El interés por Cuba no era nuevo en el país, pero la guerra civil y el fantasma de la próxima anexión ―animada  por la prensa, pero sobre todo, por las atrevidas declaraciones de los propios insurrectos―, exacerbaron el interés de muchos de los desmovilizados de la recién concluida Guerra de Secesión. Del mismo modo, no pocos aventureros europeos, que salieron huyendo del viejo continente después de 1848, vieron la oportunidad de enriquecerse, apoderándose por la fuerza de tierras en la isla. Para muchos norteamericanos la perla del Caribe era un país fabuloso y próspero. En todo caso, la aventura cubana se les antojaba una alternativa menos arriesgada que la de exponerse a perder el cuero cabelludo entre las manos de algún apache. Es evidente que la prensa anglosajona siempre ha preferido destacar las maldades de España que las propias, y la verdad es que la primera guerra civil de Cuba permitió que la opinión pública norteamericana se concentrara más en lo que pasaba en la isla que en el Arizona. Si a esto añadimos los enganches de mercenarios que se producían a la vista de las autoridades a principios de 1869, se comprende mejor la expectativa que este conflicto generó y el interés de la prensa en el mismo.

Victoria simbólica

Los españoles de Cuba, educados en el extranjero, sabían que no podían ganar la guerra real, pero que sí podían vencer en la contienda simbólica manipulando a los medios de comunicación.
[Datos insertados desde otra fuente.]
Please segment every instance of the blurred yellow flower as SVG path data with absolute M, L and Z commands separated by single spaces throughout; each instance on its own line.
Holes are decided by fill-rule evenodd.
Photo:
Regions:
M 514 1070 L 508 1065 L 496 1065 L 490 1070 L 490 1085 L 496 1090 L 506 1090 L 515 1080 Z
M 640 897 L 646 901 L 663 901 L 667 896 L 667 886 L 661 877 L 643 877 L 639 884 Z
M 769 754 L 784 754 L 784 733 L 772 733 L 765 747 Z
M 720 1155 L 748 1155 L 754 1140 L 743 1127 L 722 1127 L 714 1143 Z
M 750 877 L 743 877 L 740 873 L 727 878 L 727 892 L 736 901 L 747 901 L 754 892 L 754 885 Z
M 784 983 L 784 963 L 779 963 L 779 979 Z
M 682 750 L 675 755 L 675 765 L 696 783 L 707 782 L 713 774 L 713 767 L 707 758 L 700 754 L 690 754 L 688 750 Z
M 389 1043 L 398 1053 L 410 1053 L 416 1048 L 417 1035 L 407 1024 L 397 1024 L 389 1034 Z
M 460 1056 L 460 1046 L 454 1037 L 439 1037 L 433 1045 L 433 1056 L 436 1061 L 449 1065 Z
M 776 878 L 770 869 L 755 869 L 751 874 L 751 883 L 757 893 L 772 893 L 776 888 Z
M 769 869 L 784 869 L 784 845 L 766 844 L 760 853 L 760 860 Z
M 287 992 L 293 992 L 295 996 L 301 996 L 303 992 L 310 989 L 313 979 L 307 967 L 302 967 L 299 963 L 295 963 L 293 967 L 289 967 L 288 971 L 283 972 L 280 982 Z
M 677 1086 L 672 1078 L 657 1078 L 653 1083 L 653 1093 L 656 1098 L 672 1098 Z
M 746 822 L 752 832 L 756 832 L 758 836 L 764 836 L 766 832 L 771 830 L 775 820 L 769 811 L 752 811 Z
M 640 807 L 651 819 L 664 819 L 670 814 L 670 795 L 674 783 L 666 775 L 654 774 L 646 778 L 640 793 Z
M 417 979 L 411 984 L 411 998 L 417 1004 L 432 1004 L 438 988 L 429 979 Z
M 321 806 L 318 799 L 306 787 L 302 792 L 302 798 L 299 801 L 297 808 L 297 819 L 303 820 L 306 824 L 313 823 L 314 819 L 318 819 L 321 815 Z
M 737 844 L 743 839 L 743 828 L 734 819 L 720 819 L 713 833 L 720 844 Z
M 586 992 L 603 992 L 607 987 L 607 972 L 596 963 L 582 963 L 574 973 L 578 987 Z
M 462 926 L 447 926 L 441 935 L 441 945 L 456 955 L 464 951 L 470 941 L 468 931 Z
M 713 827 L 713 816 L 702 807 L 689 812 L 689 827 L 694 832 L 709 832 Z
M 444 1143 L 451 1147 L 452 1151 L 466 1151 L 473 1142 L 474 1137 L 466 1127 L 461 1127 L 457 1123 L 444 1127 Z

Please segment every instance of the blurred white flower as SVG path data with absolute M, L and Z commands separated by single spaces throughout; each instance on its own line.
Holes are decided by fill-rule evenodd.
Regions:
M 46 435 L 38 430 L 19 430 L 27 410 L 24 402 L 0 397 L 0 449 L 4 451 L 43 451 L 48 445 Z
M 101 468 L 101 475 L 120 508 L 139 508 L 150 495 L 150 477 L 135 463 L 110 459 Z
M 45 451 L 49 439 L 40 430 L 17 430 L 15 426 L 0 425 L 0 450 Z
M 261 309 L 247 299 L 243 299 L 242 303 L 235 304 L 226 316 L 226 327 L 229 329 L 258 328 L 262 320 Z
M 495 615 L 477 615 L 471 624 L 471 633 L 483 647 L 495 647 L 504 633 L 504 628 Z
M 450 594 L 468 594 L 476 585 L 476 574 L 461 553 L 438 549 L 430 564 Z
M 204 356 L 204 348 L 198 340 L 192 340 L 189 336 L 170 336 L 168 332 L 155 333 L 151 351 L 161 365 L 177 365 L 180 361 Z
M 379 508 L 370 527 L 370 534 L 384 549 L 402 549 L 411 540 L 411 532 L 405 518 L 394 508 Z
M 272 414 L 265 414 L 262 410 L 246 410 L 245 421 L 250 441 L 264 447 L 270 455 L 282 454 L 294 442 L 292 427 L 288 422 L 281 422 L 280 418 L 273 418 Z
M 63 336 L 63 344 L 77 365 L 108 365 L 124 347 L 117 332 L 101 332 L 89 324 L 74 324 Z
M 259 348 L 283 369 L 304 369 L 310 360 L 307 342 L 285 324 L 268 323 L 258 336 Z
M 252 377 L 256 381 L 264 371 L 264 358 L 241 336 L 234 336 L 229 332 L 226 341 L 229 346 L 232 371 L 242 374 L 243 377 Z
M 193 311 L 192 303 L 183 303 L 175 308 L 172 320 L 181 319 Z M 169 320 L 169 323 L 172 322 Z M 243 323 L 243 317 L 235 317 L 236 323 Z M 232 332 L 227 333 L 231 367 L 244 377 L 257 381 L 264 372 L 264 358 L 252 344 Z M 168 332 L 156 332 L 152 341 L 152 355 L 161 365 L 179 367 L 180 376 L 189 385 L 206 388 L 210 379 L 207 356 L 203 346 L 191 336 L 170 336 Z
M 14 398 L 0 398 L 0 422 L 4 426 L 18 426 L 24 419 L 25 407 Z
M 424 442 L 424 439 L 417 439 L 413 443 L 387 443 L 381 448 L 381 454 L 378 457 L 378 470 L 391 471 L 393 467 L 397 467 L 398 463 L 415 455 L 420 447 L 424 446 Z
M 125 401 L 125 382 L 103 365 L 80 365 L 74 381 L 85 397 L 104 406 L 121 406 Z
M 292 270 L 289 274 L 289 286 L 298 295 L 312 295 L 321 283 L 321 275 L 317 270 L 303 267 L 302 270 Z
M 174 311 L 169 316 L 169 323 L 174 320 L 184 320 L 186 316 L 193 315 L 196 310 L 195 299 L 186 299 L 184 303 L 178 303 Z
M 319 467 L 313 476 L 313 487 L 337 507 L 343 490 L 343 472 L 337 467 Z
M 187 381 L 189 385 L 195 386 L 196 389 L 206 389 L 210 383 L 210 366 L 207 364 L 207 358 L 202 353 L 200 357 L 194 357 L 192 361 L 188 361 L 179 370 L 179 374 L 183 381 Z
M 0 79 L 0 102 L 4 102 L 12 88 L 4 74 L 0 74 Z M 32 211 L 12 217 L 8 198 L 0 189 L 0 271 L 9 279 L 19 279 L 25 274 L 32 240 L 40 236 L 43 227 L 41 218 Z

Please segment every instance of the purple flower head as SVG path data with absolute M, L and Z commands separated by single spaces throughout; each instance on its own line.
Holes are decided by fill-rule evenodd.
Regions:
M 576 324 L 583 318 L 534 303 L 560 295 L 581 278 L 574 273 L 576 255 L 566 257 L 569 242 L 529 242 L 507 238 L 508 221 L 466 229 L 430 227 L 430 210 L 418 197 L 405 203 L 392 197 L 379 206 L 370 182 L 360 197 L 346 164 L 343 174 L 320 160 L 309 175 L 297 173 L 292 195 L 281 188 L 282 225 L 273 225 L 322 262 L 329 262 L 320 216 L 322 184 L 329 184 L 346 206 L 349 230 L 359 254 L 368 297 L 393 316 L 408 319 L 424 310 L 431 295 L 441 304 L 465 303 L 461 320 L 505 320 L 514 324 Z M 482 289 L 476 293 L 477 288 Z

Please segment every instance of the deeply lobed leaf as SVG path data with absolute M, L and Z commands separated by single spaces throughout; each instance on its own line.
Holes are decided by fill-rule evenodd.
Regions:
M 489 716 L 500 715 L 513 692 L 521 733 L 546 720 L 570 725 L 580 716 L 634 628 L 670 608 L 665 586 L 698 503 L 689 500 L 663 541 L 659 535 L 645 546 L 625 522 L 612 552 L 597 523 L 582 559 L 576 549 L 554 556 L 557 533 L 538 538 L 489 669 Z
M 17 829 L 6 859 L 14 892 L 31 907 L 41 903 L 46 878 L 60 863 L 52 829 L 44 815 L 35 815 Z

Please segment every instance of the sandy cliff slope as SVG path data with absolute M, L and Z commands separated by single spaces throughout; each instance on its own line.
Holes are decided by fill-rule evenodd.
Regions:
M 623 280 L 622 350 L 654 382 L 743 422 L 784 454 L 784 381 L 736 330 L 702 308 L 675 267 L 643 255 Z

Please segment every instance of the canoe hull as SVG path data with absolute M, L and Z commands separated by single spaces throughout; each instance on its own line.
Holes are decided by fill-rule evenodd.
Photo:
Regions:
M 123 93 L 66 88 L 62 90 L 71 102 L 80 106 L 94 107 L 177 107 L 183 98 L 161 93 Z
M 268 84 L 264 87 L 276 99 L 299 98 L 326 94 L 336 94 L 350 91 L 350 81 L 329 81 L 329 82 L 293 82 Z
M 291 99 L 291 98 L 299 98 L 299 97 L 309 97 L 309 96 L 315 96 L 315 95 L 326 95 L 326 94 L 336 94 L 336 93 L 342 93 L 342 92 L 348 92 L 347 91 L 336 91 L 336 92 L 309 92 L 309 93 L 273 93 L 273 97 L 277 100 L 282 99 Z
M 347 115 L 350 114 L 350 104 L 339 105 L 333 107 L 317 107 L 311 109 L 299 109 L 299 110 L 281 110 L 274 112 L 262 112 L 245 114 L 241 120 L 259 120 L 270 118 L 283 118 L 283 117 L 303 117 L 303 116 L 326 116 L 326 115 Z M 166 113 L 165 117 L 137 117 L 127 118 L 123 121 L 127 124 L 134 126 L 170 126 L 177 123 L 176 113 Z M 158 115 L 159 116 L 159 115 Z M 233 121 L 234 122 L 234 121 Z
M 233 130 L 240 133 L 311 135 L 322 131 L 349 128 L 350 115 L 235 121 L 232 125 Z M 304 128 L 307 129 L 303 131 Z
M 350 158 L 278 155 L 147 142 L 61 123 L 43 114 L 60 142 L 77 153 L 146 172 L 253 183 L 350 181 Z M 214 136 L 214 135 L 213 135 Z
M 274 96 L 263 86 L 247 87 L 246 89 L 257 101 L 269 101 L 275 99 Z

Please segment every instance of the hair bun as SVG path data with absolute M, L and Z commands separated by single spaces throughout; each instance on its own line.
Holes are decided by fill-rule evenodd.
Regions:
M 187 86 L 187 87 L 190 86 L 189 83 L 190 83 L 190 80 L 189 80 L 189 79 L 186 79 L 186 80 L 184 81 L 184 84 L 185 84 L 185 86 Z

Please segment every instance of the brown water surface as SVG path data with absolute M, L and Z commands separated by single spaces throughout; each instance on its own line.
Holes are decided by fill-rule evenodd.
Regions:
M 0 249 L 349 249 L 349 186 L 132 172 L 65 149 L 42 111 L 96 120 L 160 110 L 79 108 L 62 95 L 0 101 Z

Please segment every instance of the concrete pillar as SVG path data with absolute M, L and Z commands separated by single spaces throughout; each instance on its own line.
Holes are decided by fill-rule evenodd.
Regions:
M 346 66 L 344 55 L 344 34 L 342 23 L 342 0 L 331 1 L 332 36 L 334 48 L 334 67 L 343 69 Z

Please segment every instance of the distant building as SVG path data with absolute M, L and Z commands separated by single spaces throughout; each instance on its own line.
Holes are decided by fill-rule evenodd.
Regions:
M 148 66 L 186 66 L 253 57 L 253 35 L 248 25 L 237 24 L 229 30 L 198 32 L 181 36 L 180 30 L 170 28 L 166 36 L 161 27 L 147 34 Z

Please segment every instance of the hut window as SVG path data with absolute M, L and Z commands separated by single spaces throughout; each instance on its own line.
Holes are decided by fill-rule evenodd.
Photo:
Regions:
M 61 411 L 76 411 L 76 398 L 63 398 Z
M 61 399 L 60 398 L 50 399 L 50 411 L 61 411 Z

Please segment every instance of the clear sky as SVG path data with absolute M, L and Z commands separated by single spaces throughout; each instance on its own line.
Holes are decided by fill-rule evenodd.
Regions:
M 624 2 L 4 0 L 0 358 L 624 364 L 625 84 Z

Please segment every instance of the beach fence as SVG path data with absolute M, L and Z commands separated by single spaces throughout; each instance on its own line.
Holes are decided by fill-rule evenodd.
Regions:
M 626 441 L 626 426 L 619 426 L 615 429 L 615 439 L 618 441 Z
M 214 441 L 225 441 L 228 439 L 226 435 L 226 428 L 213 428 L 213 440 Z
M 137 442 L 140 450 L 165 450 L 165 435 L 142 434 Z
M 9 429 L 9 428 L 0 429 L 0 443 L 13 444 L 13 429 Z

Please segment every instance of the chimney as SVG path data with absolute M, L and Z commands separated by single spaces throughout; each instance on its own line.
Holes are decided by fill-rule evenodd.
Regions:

Hay que decir que lo tenían fácil. España los consideraba como a ciudadanos de segunda zona, casi salvajes sin taparrabo (esto último no ha cambiado hasta hoy, basta ir a hacer alguna gestión al consulado general en La Habana para comprobarlo). Para contrarrestar esta situación poco se podía hacer desde la Península; si todavía en 1898 Leopoldo Alas fue acusado de traidor por atreverse a calificar aquel conflicto como una guerra civil entre españoles, en 1868 mantener una posición distinta a la oficial era cuando menos un suicidio.

Por esa razón, la contrapropaganda no se estructuró de manera eficaz, y los esfuerzos por crear un órgano periodístico en los Estados Unidos destinado a ese fin fueron infructuosos. Hoy se le echa en cara al gobierno de Mariano Rajoy su incapacidad para oponerse a los independentistas en el terreno simbólico, sin embargo vemos que durante la Guerra de Cuba se produjo el mismo fenómeno. La cancillería española, convencida sin dudas de sus buenas razones, fue incapaz de proponer otro relato a sus interlocutores internacionales, dejando toda la iniciativa en ese campo a los rebeldes, que no la desaprovecharon. La contrapropaganda se quedó en La Habana, limitándose a los razonados artículos del Diario de la Marina o a los exacerbados discursos de G. Castañón desde la Voz de Cuba. El Moro Muza por su parte, se burlaba de los insurrectos con sus divertidas caricaturas, pero ninguno de ellos consiguió superar el marco de sus lectores ganados a la causa, y mucho menos trascender fuera de la isla. Demás está recordar que ese mismo circo se repitió en 1895, y aunque esta vez fue denunciado por el único corresponsal decente, George Bronson Rea, que salió de su hotel en La Habana para enterarse realmente de lo que estaba ocurriendo en Cuba, no fue suficiente.

Como sabemos los cubanos ―y  no quiere recordarlo España―, la prensa amarilla, sumada a la propaganda de la Junta Separatista, consiguieron su objetivo, precipitar la intervención de los Estados Unidos en la guerra civil y la ruina de Cuba.